Paolo Ruffino, the author, is currently Lecturer in Media Studies at the University of Lincoln and researcher within the Lincoln Games Research Network and the Centre for Entangled Media Research.
With this work Ruffino proposes a challenging approach to game studies, a ‘creative’ one we could say -where creativity is taken in the Deleuzian sense, as of creation of new differences-, by mean of a questioning about the criteria and notions constructing a game discourse. Basically on how video games might and should be narrated as media object.
It’s undeniable that gaming discourse is currently facing not only an identity crisis, but also a more peculiar shifting in the problematics it is currently facing.
The book includes 5 Chapters, with an interesting Introduction, where the concept of “Creative Games Studies” is fully explained, as actually a research approach which “offers a mode of writing about and intervening in game culture which is intuitive, timely, performative, ethical anti-authoritarian and anxious”.

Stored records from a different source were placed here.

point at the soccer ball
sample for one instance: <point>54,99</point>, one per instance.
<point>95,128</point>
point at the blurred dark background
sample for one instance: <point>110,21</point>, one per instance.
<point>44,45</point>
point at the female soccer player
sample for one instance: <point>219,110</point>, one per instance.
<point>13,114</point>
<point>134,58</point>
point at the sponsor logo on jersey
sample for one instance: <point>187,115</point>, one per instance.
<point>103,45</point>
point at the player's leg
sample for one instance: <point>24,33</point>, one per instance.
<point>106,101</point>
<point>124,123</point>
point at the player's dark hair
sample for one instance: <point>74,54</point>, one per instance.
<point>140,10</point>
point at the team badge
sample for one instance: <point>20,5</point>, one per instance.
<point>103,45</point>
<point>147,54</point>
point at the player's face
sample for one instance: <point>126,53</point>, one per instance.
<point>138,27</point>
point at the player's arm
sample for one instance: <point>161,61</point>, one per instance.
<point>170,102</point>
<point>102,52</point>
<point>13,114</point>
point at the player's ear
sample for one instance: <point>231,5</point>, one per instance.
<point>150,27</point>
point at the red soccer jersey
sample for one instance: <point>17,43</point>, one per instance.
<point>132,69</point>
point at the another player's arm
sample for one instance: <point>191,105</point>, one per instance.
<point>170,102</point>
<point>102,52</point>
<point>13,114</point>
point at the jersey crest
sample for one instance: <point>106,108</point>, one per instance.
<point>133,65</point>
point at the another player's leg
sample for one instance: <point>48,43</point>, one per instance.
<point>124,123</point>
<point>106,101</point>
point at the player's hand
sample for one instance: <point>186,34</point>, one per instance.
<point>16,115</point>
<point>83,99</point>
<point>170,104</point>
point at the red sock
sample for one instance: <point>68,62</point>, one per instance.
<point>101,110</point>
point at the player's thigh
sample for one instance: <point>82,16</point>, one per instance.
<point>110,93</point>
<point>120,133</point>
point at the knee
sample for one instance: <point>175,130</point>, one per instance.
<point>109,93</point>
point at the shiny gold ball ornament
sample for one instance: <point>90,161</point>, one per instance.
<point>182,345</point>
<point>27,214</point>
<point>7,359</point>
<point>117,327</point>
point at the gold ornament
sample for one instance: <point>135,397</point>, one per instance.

In the Conclusion Ruffino attempts to answer what we should consider the final question: what is the (added) value of writing about video games? Moreover, this leads to ethical and social considerations, beyond any simple theoretical analysis and ultimately to a rethinking of the object of research itself.
As per the authors’ words: “This book will not offer a guide to the future of video games (..) this book will instead offer an overview and a critique of how the future of the medium is being constructed at the present time and argue how it could be narrated differently”.
Different examples are nevertheless provided as possible cases where alternative narratives of gaming have been applied.
Ruffino discusses the ways game discourse can be narrated, by proposing an alternative mode of thinking about the media object. This questioning has, consequently, a raising questioning about the role of gaming in our society and the role of players, from the ethical but also theoretical point of view.
This book is a must have for students and researchers pursuing studies in the gaming sector, but also in new and media arts, as well as for anyone looking for a unique and diverse approach to this subject.